Her şeyden önce devlet mekanizması amasız ve fakatsız Kürtçenin üzerindeki tüm yasal ve fiili baskıları ve engellemeleri kaldırmalıdır. Kürtçeyi ve diğer tüm ana dilleri yok sayan, tanımayan kanunlar ve yasalar hükümsüz kılınmalıdır, değiştirilmelidir. Şu an 50 milyonu aşkın olan Kürt ulusunun temel değeri olan ve onu ayakta tutan Kürtçe kesinlikle resmi ve anayasal bir statüye kavuşturulmalı, anaokulundan tutalım üniversitelere kadar eğitimin tüm alan ve aşamalarında eğitim dili olmalıdır. Tüm kamu kuruluşları başta olmak üzere yaşamın her alanında hiçbir sınır konulmadan serbest ve özgür olmalıdır. Orijinali Kürtçe olup Türkçeleştirilen tüm yerlerin ve şeylerin isimleri tekrar iade edilmelidir. Öz itibariyle, Kürtçe de, Türkçe, İngilizce, Almanca ve her türlü statü sahibi olan diğer tüm diller gibi baştan sona kadar her alanda, her düzeyde ve her şekilde en serbest ve özgür biçimde yaşamsallaştırılmalıdır. Bunun için tüm gerekli adımlar atılmalıdır. Her kurumda Kürtçe işlevli kılınmalıdır.

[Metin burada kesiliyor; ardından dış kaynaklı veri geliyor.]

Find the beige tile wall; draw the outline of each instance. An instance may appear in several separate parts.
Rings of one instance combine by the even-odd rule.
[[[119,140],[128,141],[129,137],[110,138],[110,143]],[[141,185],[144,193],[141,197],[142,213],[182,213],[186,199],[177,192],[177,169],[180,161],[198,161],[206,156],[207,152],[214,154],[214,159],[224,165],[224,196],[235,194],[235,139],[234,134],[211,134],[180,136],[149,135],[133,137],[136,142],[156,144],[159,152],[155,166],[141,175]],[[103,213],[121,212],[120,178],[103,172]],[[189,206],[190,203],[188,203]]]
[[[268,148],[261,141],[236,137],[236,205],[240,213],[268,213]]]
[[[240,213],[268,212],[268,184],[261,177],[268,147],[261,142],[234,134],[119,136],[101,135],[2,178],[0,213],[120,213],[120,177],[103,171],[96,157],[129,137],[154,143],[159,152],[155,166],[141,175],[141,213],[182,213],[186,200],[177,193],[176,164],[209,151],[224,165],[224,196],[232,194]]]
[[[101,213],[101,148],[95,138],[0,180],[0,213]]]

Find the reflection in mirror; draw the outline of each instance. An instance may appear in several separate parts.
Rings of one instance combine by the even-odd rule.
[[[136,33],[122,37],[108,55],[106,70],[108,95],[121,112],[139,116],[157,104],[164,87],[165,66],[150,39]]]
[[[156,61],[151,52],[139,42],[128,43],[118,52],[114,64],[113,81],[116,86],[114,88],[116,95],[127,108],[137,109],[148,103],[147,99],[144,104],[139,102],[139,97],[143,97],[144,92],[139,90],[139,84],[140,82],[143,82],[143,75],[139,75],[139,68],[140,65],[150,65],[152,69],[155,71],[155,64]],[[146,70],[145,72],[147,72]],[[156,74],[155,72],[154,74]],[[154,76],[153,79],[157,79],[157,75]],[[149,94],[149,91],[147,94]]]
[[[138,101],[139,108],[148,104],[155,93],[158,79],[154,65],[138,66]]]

'KÜRTÇEYİ SAVUNMAK VİCDANİ BİR GÖREVDİR'
-Tüm bunların gerçekleşebilmesi için Kürtler ne yapmalı?
Kürtler yalnızca anadillerine dair taleplerle, yalnızca bu konudaki isteklerini dile getirmekle yetinmemelidirler. Bu tek başına çok bir şey ifade etmez. Kürtler bulundukları her yerde önce kendi anadillerine özstatü kazandırmalıdırlar, onu her açıdan yaşamsal ve canlı kılmalıdırlar. Ana dilini kendi ulusal, toplumsal, politik, ekonomik, kültürel, ibadetsel tüm yaşam alanlarının her bir yerinde ve anında başat dil haline getirmelidir. Kürtler, Kürdistan’ın dört parçasında her evi, her sokağı, her yaşamsal mekanı birer Kürtçe dil akademisine dönüştürmelidirler. Kendi alternatif mücadele ve kurumsallaşmalarıyla yalnızca istemeyle, talep etmekte değil; kendi dillerinin tüm yaşamsal alanlarını her açıdan inşa etmekle yükümlüdürler. Kürt dilinin özgürleşmesi ve her alanda dinamik bir şekilde işlevli kılınması için onu her yerde sistemli bir şekilde tüm Kürt toplumunun başat dili haline getirip en canlı ve işlevli şekilde yaşatmalıdırlar. Elbette ki bunun için tüm Kürt hareketlerinin, partilerinin, kurumlarının, sendika, platform bir bütün olarak tüm Kürt sivil-demokratik toplum örgütlerinin yine gençlik, kadın tüm toplumsal kesimlerin Kürtçeyi, bir ev, sokak ve mezradan tutalım bir site, dernek ve belediyeye kadar her alanı en bütünlüklü şekilde kapsayacak en işlevli mekanizmalarla stratejik olarak kendi gündemlerine almaları, Kürt diline dair strateji, politika ve programlarını topluma deklere etmeli, bir statüye kavuşturarak hem iç çalışmalarda hem de toplumsal olarak yaşamsal kalınması için en üst boyutta bütçe ve çalışan ayırmalı ve tüm diğer gereklilikleri somut bir şekilde, en yaratıcı, çok yönlü ve sonuç alıcı pratikleştirmeli ve kalıcılaştırılmalıdır.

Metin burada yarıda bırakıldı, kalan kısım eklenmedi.